I need to have blind faith, cause sight will only make me question his word. The things that have been made and will ever be made is founded on his word. With his Word he created everything that is. So obviously his Word has authority over all things. If he told a moutain to become a valley... NOTHING can prevent his Word from coming to pass.

So if God says that if I trust in him and lean not upon my own understanding, and in all ways acknowledge him, he will direct my paths. Than no matter how lost I feel in the transition. He will guide my steps! If I keep my eye's on Christ and not me than he will perfect my faith.

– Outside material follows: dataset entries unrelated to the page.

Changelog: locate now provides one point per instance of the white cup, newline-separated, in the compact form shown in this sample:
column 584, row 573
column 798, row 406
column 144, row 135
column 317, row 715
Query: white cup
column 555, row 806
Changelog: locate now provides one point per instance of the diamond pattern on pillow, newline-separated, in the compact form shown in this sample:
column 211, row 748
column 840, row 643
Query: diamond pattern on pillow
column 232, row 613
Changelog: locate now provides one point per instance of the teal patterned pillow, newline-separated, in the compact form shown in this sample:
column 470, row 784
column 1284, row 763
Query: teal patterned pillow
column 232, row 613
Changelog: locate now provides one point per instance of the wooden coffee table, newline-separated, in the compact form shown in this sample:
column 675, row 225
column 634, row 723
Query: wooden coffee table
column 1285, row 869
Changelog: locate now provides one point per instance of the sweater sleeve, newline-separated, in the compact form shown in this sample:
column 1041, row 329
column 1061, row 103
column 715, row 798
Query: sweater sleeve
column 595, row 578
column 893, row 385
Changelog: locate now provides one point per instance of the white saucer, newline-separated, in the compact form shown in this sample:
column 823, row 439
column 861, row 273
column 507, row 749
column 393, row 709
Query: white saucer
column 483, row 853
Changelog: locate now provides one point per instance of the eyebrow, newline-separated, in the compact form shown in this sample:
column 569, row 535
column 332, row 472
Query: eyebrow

If I trust my God to answer my prayers and not my ability, God will produce his kingdom here on this earth.

Today I will have blind faith cause my eye's, heart, and mind decieve me this mornning

Friday, January 9, 2009

Thy Will be Done!

We often pray "Thy Kingdom come and thy will be done" but do we fully understand what we are asking. What does it mean for his kingdom to come? What does it fully mean for HIS will to be done.

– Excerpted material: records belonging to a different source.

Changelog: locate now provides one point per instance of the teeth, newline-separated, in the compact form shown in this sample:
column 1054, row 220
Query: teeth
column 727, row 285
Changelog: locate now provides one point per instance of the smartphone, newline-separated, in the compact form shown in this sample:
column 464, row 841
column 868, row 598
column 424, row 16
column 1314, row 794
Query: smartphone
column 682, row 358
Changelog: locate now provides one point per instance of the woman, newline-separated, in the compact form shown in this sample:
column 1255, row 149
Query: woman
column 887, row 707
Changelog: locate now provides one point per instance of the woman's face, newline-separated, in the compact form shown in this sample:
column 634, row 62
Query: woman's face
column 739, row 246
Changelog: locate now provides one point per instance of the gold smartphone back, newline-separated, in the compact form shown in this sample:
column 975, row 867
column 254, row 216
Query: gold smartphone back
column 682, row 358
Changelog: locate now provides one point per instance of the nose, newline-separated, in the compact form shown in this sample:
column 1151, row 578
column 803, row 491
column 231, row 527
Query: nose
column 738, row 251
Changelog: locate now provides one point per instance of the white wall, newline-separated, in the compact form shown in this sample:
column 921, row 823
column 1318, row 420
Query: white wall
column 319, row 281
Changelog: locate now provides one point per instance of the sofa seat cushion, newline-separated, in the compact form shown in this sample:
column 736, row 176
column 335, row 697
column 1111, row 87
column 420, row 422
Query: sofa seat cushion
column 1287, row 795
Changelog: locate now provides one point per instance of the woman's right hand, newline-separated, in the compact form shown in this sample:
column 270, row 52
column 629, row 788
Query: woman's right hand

I have many dreams and aspirations that I desire to happen in my life. Some are from the Lord and some are from me. I pray that as I read his word that it'd cut and divide out and seperate his will from mine. Anyways, one of my dreams is to have a job that would provide for my own financial needs and have enough to provide for others in their need. It's a really deep desire within me... but God's will for my life right now is to not have a really good job, to not have enough money to provide for others. Instead I'm actually needing to borrow money from others.

Not exactly what I'd percieve to be glorifying to him but who am I to complain about what he has given me. His will is good, pleasing, and perfect. His ways are higher than mine. My mother was getting amazed at how blessed I am with awesome friends that will help me out with money and give me rides when I need them. It took me being broke and my car breaking down for her to see, but none the less she saw it. I don't really consider this suffering for Christ's sake. It's more laying down my wants and desires for his. His are so much better! That's why I can't exactly say it's "suffering" for Christ.

As I submit more and more to his will, the more he'll be glorified as his foolishness will confound the wisdom of this earth. I feel that it's like the breaking of a dam. Right now nothing seems to happen but the more I submit to his will the more the pressure builds. Then one day that dam is going to break and a flood will come. This flood will be glorious to see. In that day I'll be able to declare the works of the Lord in my life. As people see his glory shine through my life they will say "surely this is the work of God". I don't desire my life to be a great but for it to inspire greatness in those who see it. That it'd stir people to lay their lives down in submission to a God that is good to all who trust in him. For that is better than any treasure this earth can yield. Stirring people to Love God... there just isn't anything better! Nothing compares to blessing the one who has eternaly blessed me.

So this is for those who have unmet dreams and desires. God may one day provide for them. Some are never meant to happen cause it's not the best... but! His dreams and desires are so amazing. If you desire joy and peace, then thank God and continue to submit to what he's doing. I know it sometimes seems unfair as you see others enjoy what you are waiting or longing for, but God has something great for you. Something greater than what your longing for! You just have to endure the wilderness. Endure with faith, cause just as the sun sets it is sure to rise! He'll take your mourning and weeping, and turn them into laughter and rejoicing. So be patient... for God is patient with you.

Continue to pray for his Kingdom to come and his will to be done. It might take you through roads you don't want to go down, but you won't regret it! Not one bit.